Bryson Tiller singles chronology
| "Lime Light" (2015) | "Don't" (2015) | "Exchange" (2016) |

Music video
- "Don't" on YouTube

= Don't (Bryson Tiller song) =

"Don't" is the debut single by American singer Bryson Tiller. It was released on May 20, 2015, as the first single for his debut studio album Trapsoul. The beat was composed and produced by Epikh Pro. The song contains an interpolation of "Shake It Off" by Mariah Carey on the second verse.
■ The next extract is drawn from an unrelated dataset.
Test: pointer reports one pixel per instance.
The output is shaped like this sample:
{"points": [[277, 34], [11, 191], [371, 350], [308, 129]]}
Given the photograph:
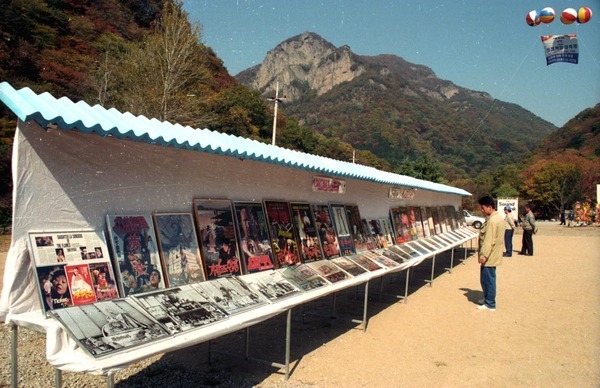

This song peaked at number 13 on the US Billboard Hot 100, where it became Tiller's first top 20 hit.

==Background and release==
Tiller originally released this song in October 2014 on his SoundCloud page and started receiving attention from internet-based fans and music industry insiders, accumulating 4 million streams in the first six months, and eventually reaching over 35 million streams. Tiller, after increased popularity of the single, admitted that he "made this shit in his living room".

In a 2024 interview with Complex magazine, Tiller said that he initially deleted "Don't" after playing for a circle of friends, and they showed no support. However, a friend called him to inform him that he played the track for girls on campus, and they loved it, and he convinced Tiller to re-upload the song.

==Music video==
The song's accompanying music video premiered on October 17, 2015, on Tiller's Vevo account on YouTube. Since its release, the video has received over 400 million views.

==Chart performance==
"Don't" debuted on the Billboard Hot 100 at number 84 for the chart dated October 17, 2015, and peaked at number 13 on the chart dated January 30, 2016, becoming his first top-twenty single on the chart. On November 16, 2017, the single was certified quadruple platinum by the Recording Industry Association of America (RIAA) for combined sales and streaming equivalent units of over four million copies in the United States.

==Charts==

===Weekly charts===

| Chart (2015–2016) | Peak position |
|---|---|
| Canada Hot 100 (Billboard) | 52 |
| Netherlands (Single Top 100) | 84 |
| Sweden Heatseeker (Sverigetopplistan) | 9 |
| UK Singles (Official Charts) | 71 |
| UK Hip Hop/R&B (Official Charts) | 13 |
| US Billboard Hot 100 | 13 |
| US Hot R&B/Hip-Hop Songs (Billboard) | 4 |
| US Rhythmic Airplay (Billboard) | 10 |

===Year-end charts===

| Chart (2016) | Position |
|---|---|
| US Billboard Hot 100 | 35 |
| US Hot R&B/Hip-Hop Songs (Billboard) | 14 |

==Certifications==

| Region | Certification | Certified units/sales |
| Australia (ARIA) | Platinum | 70,000^{‡} |
| Canada (Music Canada) | 8× Platinum | 640,000^{‡} |
| Denmark (IFPI Danmark) | Platinum | 90,000^{‡} |
| New Zealand (RMNZ) | 5× Platinum | 150,000^{‡} |
| Portugal (AFP) | Platinum | 20,000^{‡} |
| United Kingdom (BPI) | 2× Platinum | 1,200,000^{‡} |
| United States (RIAA) | 15× Platinum | 15,000,000^{‡} |
^{‡} Sales+streaming figures based on certification alone.